2) There was a shifting balance dynamic at work. Through stochastic processes blue eyes increased in frequency in one population, allowing it to become a trait marker in intergroup selective processes.
I lean strongly toward the former. The frequency of blue eyes is very high in Europe, higher than light hair. It is the only region of the world where this trait exists at high frequency, and obviously paternity confidence concerns are not limited just to European males, so it seems likely that if this was a very fit strategy it would spread quickly. As it is, it hasn’t spread throughout the rest of the world. I don’t really put much stock in #2 because I don’t see evidence for enough deme-to-deme population separation for eye color to be a viable selective marker.

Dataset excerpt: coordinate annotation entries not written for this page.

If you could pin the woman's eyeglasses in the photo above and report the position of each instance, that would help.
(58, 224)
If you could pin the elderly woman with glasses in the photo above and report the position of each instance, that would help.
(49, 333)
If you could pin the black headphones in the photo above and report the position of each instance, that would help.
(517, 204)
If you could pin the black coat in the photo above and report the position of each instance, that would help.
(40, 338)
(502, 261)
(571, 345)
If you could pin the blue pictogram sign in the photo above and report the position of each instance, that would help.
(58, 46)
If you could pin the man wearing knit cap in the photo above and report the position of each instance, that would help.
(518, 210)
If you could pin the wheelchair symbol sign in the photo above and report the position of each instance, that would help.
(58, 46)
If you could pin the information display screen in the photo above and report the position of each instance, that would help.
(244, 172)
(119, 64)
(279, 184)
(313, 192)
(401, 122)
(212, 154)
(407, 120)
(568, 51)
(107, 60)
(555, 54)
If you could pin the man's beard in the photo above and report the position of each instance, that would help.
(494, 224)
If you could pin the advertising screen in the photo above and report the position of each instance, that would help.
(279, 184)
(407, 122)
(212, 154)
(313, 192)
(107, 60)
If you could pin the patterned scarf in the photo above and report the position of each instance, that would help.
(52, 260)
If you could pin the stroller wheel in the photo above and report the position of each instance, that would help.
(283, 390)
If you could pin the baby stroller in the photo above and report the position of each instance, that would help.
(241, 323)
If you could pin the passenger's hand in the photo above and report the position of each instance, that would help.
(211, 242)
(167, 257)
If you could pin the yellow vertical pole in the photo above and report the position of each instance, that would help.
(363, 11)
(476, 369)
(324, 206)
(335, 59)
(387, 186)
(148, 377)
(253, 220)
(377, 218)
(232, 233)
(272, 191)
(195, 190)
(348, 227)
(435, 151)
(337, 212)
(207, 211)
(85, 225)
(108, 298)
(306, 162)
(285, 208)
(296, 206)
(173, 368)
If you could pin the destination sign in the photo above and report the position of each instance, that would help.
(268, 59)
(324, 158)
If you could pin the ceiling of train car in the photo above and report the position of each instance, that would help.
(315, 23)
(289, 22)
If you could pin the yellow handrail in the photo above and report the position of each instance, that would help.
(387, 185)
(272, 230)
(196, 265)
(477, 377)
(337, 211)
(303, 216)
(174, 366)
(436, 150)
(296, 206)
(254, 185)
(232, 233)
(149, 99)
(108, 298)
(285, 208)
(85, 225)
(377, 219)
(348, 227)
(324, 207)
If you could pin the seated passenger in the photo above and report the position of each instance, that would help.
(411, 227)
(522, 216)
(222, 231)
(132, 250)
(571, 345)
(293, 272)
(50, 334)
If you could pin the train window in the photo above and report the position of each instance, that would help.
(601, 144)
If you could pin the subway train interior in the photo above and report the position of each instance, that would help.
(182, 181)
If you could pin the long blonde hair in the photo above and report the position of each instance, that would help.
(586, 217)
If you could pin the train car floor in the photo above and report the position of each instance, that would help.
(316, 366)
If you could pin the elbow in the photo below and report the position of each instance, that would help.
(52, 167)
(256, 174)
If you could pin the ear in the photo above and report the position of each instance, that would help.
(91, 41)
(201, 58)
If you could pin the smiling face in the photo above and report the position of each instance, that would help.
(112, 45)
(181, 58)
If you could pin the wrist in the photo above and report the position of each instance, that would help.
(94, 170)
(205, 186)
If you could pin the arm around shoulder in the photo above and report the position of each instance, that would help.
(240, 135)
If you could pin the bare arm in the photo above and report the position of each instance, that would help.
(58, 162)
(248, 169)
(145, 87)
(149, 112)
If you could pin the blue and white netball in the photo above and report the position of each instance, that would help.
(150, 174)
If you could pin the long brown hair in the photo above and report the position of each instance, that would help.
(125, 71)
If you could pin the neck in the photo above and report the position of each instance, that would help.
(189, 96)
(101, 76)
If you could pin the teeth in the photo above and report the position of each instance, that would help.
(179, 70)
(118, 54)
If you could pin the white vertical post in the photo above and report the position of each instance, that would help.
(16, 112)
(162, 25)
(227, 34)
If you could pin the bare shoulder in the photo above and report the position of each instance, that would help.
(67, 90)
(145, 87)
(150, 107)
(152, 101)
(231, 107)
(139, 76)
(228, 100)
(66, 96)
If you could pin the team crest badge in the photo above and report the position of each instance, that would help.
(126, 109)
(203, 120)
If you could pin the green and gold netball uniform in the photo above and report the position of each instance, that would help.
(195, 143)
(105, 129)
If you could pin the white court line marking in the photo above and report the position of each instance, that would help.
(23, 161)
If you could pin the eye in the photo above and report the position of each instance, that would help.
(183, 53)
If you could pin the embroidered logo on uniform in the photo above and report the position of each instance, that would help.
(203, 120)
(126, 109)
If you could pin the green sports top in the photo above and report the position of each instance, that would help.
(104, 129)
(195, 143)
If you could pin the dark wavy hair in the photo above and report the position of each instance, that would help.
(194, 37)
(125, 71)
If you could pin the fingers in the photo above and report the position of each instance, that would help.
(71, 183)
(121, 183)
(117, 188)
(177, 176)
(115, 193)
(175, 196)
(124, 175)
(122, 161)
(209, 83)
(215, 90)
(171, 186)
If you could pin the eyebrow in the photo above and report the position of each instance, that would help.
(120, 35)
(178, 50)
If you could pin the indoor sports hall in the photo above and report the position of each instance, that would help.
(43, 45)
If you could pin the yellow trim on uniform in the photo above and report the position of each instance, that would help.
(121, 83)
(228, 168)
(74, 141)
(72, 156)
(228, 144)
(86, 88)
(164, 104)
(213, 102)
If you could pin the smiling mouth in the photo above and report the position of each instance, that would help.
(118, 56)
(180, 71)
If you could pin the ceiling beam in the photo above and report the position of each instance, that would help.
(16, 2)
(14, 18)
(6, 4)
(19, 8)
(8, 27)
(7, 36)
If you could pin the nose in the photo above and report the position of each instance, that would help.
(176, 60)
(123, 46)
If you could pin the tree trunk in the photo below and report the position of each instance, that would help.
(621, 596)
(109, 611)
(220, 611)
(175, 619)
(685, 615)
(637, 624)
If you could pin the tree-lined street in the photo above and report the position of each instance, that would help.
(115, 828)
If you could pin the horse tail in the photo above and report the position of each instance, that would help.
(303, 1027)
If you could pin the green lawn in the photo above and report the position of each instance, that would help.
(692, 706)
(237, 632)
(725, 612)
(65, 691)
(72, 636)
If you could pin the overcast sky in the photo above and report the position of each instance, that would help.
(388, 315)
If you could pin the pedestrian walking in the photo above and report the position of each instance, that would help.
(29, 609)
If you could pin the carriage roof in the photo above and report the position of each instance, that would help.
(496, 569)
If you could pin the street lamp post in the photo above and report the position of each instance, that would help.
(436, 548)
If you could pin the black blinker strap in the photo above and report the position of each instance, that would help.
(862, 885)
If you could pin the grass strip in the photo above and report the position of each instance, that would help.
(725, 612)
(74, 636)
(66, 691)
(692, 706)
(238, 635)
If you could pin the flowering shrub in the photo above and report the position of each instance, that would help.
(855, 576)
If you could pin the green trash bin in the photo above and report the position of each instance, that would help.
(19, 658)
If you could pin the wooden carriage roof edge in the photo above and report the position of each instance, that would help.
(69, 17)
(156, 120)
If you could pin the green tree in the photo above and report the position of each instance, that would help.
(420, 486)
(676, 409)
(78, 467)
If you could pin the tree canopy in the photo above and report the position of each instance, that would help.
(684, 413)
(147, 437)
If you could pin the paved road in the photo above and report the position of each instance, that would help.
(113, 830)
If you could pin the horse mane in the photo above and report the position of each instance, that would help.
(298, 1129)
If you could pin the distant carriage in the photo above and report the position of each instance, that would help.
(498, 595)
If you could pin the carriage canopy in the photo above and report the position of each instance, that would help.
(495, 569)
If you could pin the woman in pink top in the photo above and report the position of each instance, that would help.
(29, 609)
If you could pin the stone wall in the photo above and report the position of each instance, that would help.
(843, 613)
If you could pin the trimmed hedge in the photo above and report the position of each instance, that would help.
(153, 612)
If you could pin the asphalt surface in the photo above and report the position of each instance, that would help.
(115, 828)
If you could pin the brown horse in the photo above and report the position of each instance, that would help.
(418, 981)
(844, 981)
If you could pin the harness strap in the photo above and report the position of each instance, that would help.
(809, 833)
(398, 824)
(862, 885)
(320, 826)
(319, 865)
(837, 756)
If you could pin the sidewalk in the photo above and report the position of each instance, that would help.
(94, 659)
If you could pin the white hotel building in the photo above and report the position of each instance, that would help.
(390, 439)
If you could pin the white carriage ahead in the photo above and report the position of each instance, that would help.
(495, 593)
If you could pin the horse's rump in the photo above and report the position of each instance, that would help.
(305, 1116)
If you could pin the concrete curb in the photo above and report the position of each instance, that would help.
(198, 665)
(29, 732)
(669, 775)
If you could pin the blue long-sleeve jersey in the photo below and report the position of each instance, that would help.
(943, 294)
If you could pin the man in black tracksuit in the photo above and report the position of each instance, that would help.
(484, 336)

Europe is characterized by a gradient of eye color, not granular discrete pockets as seems would be more plausible for intergroup selection to be at work.
Addendum: Also, selection in this case only operates on males, so it is 1/2 the power as it would normally be on a blue eyed allele. Additionally, the lack of female preference in eye color suggests sexual dimorphism, which is a tendency that evolves rather slowly because of the necessity of modifier genes cued toward hormonal levels (or, coupled with genes on the Y chromosome). I don’t doubt the results, but I think something else than simple evolutionary psychology is at work.